Die Forschung dazu haben Wissenschaftler der University of Surrey im britischen Guildford gerade abgeschlossen. Und sie haben technische Hinweise für Hersteller formuliert. Mithilfe der Forschung, die in ähnlicher Form auch Audiotechniker der TU Ilmenau betreiben, können die Anbieter Audiosysteme für persönliche Klangzonen mit möglichst wenigen Lautsprechern entwickeln.
Filter lassen nur bestimmte Laute durch - Die Boxen sollten klein, besonders flach und im Raum verteilt sein. Ob die räumlich begrenzte Klangdusche erfolgreich ist, hängt aber vor allem von den Algorithmen ab, mit denen die Audiosignale verarbeitet werden.
Sie lassen sich so programmieren, dass Klangwellen nur einen abgegrenzten Bereich abdecken. Dabei spielt es eine nur untergeordnete Rolle, ob es sich bei dem Klang um Musik oder Sprache handelt.
Die Software steuert für jeden einzelnen Lautsprecher komplex aufgebaute Filter, die nur bestimmte Laute in einer vorab festgelegten Intensität durchlassen. Das nicht erwünschte Signal außerhalb der Klangzone können Techniker schon um die Hälfte reduzieren.

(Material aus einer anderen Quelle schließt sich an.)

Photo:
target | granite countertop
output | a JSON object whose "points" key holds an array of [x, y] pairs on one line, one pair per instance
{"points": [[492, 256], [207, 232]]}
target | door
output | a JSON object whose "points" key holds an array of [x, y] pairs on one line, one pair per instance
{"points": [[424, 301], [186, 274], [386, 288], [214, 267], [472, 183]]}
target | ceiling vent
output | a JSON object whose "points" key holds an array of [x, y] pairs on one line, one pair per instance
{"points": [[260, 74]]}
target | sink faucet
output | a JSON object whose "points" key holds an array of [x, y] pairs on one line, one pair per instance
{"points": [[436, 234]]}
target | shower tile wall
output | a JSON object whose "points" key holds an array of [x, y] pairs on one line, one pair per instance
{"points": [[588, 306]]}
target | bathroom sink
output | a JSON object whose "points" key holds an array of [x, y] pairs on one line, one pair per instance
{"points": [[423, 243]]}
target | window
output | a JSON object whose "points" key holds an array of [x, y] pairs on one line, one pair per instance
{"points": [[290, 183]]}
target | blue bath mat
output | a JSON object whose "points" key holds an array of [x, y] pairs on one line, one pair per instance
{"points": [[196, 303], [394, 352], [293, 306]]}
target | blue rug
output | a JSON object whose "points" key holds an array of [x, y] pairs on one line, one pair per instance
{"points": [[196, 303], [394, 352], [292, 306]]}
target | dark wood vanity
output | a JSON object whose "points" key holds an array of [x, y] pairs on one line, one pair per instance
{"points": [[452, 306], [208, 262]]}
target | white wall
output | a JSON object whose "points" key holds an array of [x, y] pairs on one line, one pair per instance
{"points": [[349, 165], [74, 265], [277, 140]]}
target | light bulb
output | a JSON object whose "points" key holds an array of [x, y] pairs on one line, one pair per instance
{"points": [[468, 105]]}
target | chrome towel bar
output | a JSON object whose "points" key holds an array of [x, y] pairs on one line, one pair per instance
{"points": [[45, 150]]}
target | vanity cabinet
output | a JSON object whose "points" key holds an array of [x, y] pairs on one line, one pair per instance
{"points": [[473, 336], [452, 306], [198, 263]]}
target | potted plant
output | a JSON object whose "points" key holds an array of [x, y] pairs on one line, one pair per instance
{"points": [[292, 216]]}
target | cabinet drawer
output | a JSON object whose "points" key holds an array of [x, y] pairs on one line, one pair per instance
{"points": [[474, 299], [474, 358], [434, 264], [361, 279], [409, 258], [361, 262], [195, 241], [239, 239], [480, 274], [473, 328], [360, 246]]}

Spezial-Jingles in der Pasta-Abteilung - Schon im Einsatz sind Techniken von US-Anbietern wie Holosonic mit seiner Audio-Spotlight-Technologie sowie Hypersonic Sound. In Museen werden damit nur Besucher, die vor einem bestimmten Gemälde stehen, mit den Informationen zum Bild versorgt.
In Supermärkten hören lediglich die Kunden einen Werbe-Jingle zu bestimmten Nudelsorten, die sich in der Pasta-Abteilung des Geschäfts aufhalten. Die gezielte Klangabgabe könnte auch für mehr Ruhe – zumindest in der Umgebung rund um die Sound Zone – sorgen.
Mit den speziellen Algorithmen bearbeitete Musik ließe sich in den Räumen einer Disco oder eines Clubs abspielen, die Nachbarschaft bekäme davon nichts mehr mit.
Interessant wäre der Einsatz auch in Tablets. Der Nutzer vor dem mobilen Rechner brauchte keine Kopfhörer mehr aufzusetzen und könnte trotzdem ein Videotelefonat führen, ohne dass Umstehende von seinen Gesprächen etwas mitbekämen.